Buffy Sainte-Marie – I’m Gonna Be a Country Girl Again

I'm Gonna Be a Country Girl Again

Buffy Sainte-MarieI’m Gonna Be a Country Girl Again Vanguard VSD-79280 (1968)


Lots of musicians “went country” in the late 1960s — think about country-rock outfits like Rising Sons and Bob Dylan going to record in Nashville.  Buffy Sainte-Marie was at the front end of that curve with her 1968 album I’m Gonna Be a Country Girl Again (released shortly before Sweetheart of the Rodeo and Joan Baez‘s incursions into country). While other artists sometimes created hybrid music, Sainte-Marie for the most part made an authentic Nashville album, complete with A-list Nashville session players (Grady Martin, The Jordanaires, Floyd Cramer, etc.).  This compares favorably to any late 1960s Loretta Lynn album, for example.  Sainte-Marie tried all sorts of different things on her late 1960s and early 70s albums.  She was remarkably versatile, and willing to venture outside folk music.  Other other hand, while side one of the album is great, side two suffers from having a few songs (“Tall Trees in Georgia” and a re-recording of “Now That the Buffalo’s Gone”) that return to the folk sounds of her early career.  Sticking with the Nashville sound throughout would have been more effective.  Still, that is a small issue on an otherwise great album — the folk songs are fine, just out of place.  For what it’s worth, it is kind of great that Sainte-Marie’s foray into country music is immune to criticisms of cultural appropriation.  Would anyone really accuse a musician with native Cree heritage of that?

The album was a flop.  There are numerous explanations.  But among the more unusual ones was that President Lyndon Johnson sent letters to radio stations on White House stationary to convince them to blacklist her in response to her anti-war song “Universal Soldier” becoming a hit (for Donovan).  Despite its lack of success at the time, this is an album worthy of reappraisal.  For that matter, Buffy Sainte-Marie’s entire career deserves more attention.

Buffy Sainte-Marie – Illuminations

Illuminations

Buffy Sainte-MarieIlluminations Vanguard VSD-79300 (1969)

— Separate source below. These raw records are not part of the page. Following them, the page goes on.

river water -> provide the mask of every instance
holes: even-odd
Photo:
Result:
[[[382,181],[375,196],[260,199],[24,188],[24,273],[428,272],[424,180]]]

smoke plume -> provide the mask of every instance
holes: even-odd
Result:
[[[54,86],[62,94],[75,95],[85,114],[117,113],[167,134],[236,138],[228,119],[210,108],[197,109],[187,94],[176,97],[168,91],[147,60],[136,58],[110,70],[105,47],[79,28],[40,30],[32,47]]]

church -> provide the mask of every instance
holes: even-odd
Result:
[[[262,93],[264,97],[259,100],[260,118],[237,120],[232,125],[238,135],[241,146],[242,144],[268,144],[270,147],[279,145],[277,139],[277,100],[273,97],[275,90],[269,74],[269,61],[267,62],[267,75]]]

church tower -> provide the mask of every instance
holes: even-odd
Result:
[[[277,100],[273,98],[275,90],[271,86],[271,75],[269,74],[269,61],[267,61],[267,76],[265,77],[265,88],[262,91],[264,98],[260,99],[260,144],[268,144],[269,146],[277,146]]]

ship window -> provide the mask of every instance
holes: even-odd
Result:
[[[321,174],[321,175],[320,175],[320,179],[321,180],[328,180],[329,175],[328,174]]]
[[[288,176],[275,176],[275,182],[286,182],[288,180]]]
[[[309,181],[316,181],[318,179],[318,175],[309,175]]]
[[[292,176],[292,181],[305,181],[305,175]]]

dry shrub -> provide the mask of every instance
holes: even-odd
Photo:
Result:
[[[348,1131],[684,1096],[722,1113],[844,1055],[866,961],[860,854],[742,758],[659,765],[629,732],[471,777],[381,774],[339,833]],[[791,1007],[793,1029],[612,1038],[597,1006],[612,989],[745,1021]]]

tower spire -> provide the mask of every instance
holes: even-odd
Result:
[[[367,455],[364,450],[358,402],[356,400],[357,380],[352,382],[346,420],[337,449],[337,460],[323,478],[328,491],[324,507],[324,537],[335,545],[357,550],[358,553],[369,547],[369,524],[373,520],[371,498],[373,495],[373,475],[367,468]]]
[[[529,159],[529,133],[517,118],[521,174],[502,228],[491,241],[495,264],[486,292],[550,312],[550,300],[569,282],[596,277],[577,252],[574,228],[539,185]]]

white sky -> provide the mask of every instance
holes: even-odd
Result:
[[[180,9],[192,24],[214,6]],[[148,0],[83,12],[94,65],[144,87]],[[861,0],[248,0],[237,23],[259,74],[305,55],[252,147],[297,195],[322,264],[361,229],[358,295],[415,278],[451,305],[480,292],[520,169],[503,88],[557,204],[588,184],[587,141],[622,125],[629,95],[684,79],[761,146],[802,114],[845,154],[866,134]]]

Here is a forward-thinking recording that combines three semi-disparate styles.  There is protest folk, akin to Joan Baez.  There is also psychedelic rock, like Jefferson Airplane.  Lastly, and most unusually, there are experimental electronics, comparable to The United States of America, some efforts by The Grateful Dead, or maybe even Silver Apples.  The songwriting talents are undeniable — Sainte-Marie’s versatility is demonstrated by how she later co-wrote the mega-hit “Up Where We Belong” for the film An Officer and a Gentleman.  The musicianship here is a bit raw much of the time.  But this music places more emphasis on innovation than finesse.  Buffy goes so far as to modulate her voice with electronic equipment.  Not surprisingly, this was a commercial flop upon release, but it has nonetheless held on to a doggedly devoted cult following.  It is unmistakably an album of the late-1960s, and perhaps one representative of the fundamentally new possibilities opened up in that era, even if only at the fringes.  Worthwhile for adventurers in modern music.